En 1997, Stu Ungar revient. Il se présente au Rio de Las Vegas dans un état physique préoccupant, portant des lunettes teintées pour dissimuler les séquelles visibles de ses années de consommation. Ses sponsors, dont Billy Baxter, croient en lui. Il remporte le tournoi, bat John Strzemp en finale et empoche un million de dollars. La salle est sous le choc. Seize ans après son dernier titre mondial, Stuey « The Kid » est revenu au sommet. Il rejoint ainsi le cercle rarissime des triples champions du Main Event des WSOP, une distinction qu’il partage uniquement avec Johnny Moss.

Au total, Ungar remporte 5 bracelets WSOP au cours de sa carrière, dont deux dans des disciplines différentes du no-limit poker. Une collection qui souligne l’étendue de son talent, au-delà du seul Hold’em. Des joueurs comme Doyle Brunson ou Amarillo Slim, ses contemporains, reconnaissent unanimement son statut de joueur le plus doué qu’ils aient jamais affronté.

L’homme derrière le génie : grandeur et fragilité

Comprendre Stu Ungar, c’est accepter la contradiction.

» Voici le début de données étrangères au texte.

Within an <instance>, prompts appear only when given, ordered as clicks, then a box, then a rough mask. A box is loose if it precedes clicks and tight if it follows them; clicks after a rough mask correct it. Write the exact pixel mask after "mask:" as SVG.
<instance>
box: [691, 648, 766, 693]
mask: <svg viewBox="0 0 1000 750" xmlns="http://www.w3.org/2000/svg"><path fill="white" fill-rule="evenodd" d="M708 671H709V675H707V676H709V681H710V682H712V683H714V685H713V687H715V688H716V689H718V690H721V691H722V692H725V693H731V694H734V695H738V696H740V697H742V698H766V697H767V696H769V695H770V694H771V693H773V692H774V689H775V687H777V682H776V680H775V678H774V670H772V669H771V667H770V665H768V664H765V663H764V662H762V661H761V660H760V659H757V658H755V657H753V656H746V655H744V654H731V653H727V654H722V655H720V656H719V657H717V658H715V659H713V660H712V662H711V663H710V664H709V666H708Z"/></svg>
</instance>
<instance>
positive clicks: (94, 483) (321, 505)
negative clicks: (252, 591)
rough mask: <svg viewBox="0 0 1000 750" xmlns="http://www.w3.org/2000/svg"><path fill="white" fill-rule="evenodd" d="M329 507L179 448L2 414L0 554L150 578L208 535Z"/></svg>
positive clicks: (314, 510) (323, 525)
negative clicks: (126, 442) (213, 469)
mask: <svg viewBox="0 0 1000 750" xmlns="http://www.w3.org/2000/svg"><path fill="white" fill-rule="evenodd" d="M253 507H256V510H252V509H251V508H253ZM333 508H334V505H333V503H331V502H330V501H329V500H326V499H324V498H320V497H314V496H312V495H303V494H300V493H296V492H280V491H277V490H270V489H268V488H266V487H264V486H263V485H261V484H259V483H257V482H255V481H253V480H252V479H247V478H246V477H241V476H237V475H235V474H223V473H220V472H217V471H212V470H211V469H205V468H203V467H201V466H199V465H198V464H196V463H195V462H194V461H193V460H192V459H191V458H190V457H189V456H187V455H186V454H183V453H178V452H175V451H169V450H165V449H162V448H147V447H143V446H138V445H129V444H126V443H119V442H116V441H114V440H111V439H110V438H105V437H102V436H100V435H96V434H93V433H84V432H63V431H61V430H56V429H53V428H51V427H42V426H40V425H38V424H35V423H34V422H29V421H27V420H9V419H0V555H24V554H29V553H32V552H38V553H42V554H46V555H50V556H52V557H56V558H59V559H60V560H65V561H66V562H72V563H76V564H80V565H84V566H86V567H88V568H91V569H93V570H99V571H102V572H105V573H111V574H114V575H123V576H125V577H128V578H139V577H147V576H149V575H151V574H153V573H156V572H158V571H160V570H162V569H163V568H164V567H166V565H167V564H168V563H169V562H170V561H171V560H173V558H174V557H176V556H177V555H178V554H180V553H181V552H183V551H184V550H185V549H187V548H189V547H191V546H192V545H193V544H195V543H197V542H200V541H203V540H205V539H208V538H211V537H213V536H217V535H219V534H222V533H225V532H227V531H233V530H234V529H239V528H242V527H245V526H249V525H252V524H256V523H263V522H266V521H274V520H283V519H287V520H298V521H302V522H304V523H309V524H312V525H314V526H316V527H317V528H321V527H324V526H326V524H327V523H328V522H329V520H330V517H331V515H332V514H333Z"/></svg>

Le même homme capable de lire un sabot de cartes à la perfection était incapable de gérer l’argent qu’il gagnait. Le même prodige qui décortiquait ses adversaires à la table ne pouvait pas s’arrêter.

Sa générosité était légendaire. Il payait les loyers de ses amis sans qu’ils lui demandent rien, glissait des billets de 100 dollars à des inconnus dans la rue, avançait de l’argent à des joueurs en difficulté sans espérer les revoir. Mike Sexton, figure du poker américain, raconte qu’Ungar lui avait remis 1 500 dollars pour rejouer alors qu’il traversait une mauvaise passe, sans condition.

Sa dépendance à la cocaïne s’installe progressivement à partir de la fin des années 1970, après la mort de sa mère. Ce qui commence comme une aide pour tenir les longues sessions de jeu devient rapidement incontrôlable. Les gains partent en jeux sportifs, en paris, en consommation. Malgré ses revenus estimés à 30 millions de dollars sur l’ensemble de sa carrière, il ne possède rien.

Il se marie en 1982 avec Madeline Wheeler, dont il adopte le fils Richie. Le couple divorce en 1986. Sa fille Stefanie, née en 1982, restera l’une des rares personnes auxquelles il restera attaché. Richie met fin à ses jours en 1989, peu après son bal de promo. Un deuil que Stu n’exprimera jamais vraiment.

En novembre 1998, il s’installe dans la chambre 6 du Oasis Motel de Las Vegas, une chambre à 48 dollars la nuit. Il est retrouvé mort le 22 novembre, allongé sur le sol, habillé. L’autopsie conclut à un arrêt cardiaque consécutif aux séquelles de ses années de consommation. Il avait 45 ans. Parmi ses affaires, 800 dollars sur les 25 000 que son sponsor Bob Stupak lui avait remis quelques semaines plus tôt. L’argent restant demeurera introuvable.

Ce que l’histoire retient de Stu Ungar

La postérité de Stu Ungar dépasse le simple palmarès. Ses trois titres au Main Event des WSOP constituent une performance que nul n’a répliquée depuis. Son intronisation au Poker Hall of Fame en 2001, à titre posthume, officialise ce que tous ses contemporains savaient déjà.

Son histoire a inspiré un film (High Roller: The Stu Ungar Story, 2003), une biographie (One of a Kind, 2005) et un documentaire ESPN récompensé aux Emmy Awards en 2006. Doyle Brunson, son adversaire de 1980, a souvent affirmé qu’Ungar était le meilleur joueur qu’il n’avait jamais affronté. Pas l’un des meilleurs. Le meilleur.

Dans l’univers des légendes du gambling, Stu Ungar occupe une place singulière : celle d’un génie absolu dont le parcours illustre autant les sommets que les fragilités de l’être humain face au jeu. Son nom reste une référence pour quiconque s’intéresse à l’histoire du poker.